Page MenuHomePhabricator

[CodeGen] Add hooks/combine to form vector extloads, and enable it on X86.

Authored by ab on Jan 9 2015, 1:08 PM.



Moved from the ML:

As the last change in my extload series, here are 3 squashed (WIP) patches
to actually form extloads on vector types.
They used to be disabled, because "None of the supported targets knows
how to perform load and sign extend on vectors in one instruction."

The first part enables the combine on legal vectors, but hides it
behind a profitability callback.
For instance, on ARM, several instructions have folded extload forms,
so it's not always beneficial to create an extload node (and trying to
match extloads is a whole 'nother can of worms).

The second part adds a combine to fold s/zextloads of illegal
(splittable) vector types, to replace it directly by multiple smaller
extloads. I'm not a big fan of this kind of pseudo-legalization in
combines. However, I tried the alternative: form illegal extloads, and
later try to split them up, but then, you sometimes generate extloads
that can't be split up, but have a valid ext+load expansion. At
vector-op legalization time, it's too late to generate this kind of
thing, so you end up forced to scalarize. It's better to just avoid
creating egregiously illegal nodes.

Finally, the last part enables this all, unconditionally, on X86.

Note that the splitting combine is happy with "custom" extloads. As
is, this bypasses the actual custom lowering, and just unrolls the
extload. But from what I've seen, this is still much better than the
current custom lowering, which does some kind of unrolling at the end
anyway (see for instance load_sext_4i8_to_4i64 on SSE2, and the added

Also note that there's a regression in widen_load-2.ll, where
we can no longer fold the load. I'll look into that later.

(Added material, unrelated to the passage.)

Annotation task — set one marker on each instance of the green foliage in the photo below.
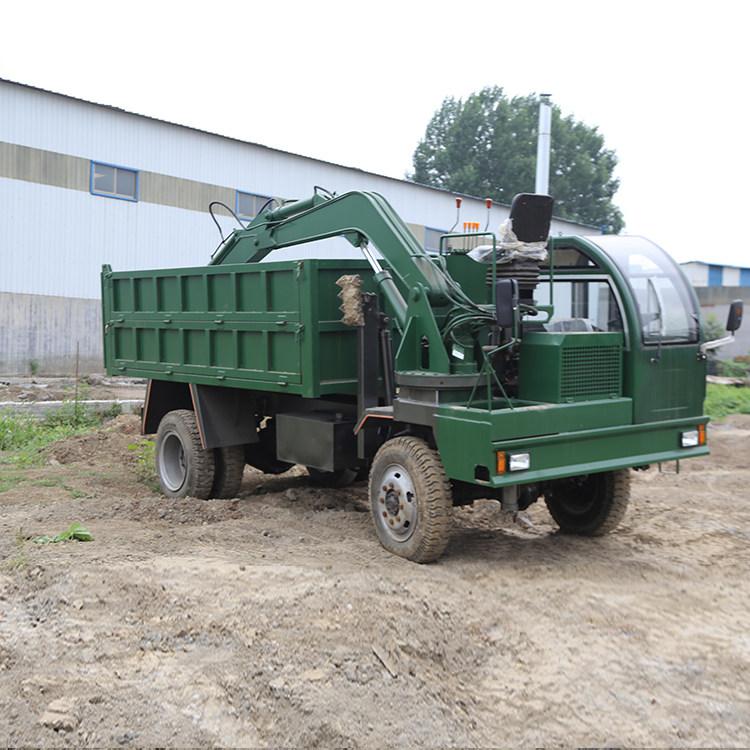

Anyway: as can be seen from the nice testcase cleanups, there's
something to be done here. The combines feel a bit dirty, but I don't
see a better alternative. Finally, I didn't see changes on the
testsuite (SSE2 X86-64, I'll try SSE4.1 and AVX2 as well.)

P.S.: I squashed all three because I don't think it makes it harder to
review, just longer. The three changes are nicely isolated, and will
be committed separately. I'll split into 3 threads if desired.

Depends on D6533.


Diff Detail


Event Timeline

ab updated this revision to Diff 17942.Jan 9 2015, 1:08 PM
ab retitled this revision from to [CodeGen] Add hooks/combine to form vector extloads, and enable it on X86..
ab updated this object.
ab edited the test plan for this revision. (Show Details)
ab added a reviewer: chandlerc.
ab added a subscriber: Unknown Object (MLST).
arsenm added a subscriber: arsenm.Jan 9 2015, 1:36 PM
arsenm added inline comments.
5334–5335 ↗(On Diff #17942)

I don't think this will work correctly for 3 vectors, but it probably doesn't matter

5336 ↗(On Diff #17942)

This should use .getStoreSize()

5671–5682 ↗(On Diff #17942)

This looks like the same in the sextload handling. Should probably be moved to a new function

5688 ↗(On Diff #17942)

This should also use getStoreSize()

5694–5698 ↗(On Diff #17942)

It might be helpful to add a new version of getExtLoad based on the version that takes the MMO and an offset rather than having to pass all of the separate arguments

20109 ↗(On Diff #17942)

Missing override

chandlerc edited edge metadata.Jan 9 2015, 1:40 PM

Wow this looks amazing. I'm glad you were able to make it all the way through to fixing this properly (I wasn't when I looked here, I ran away screaming).

Some comments inline...

1512 ↗(On Diff #17942)

Do we you "ExtLd" in APIs elsewhere? this kind of extreme abbreviation, especially if deviating from other abbreviations, makes the APIs really hard to understand and find.

5660 ↗(On Diff #17942)

This code is extremely similar to the sext case. Can it be factored out with an appropriate predicate or input instruction tag or something?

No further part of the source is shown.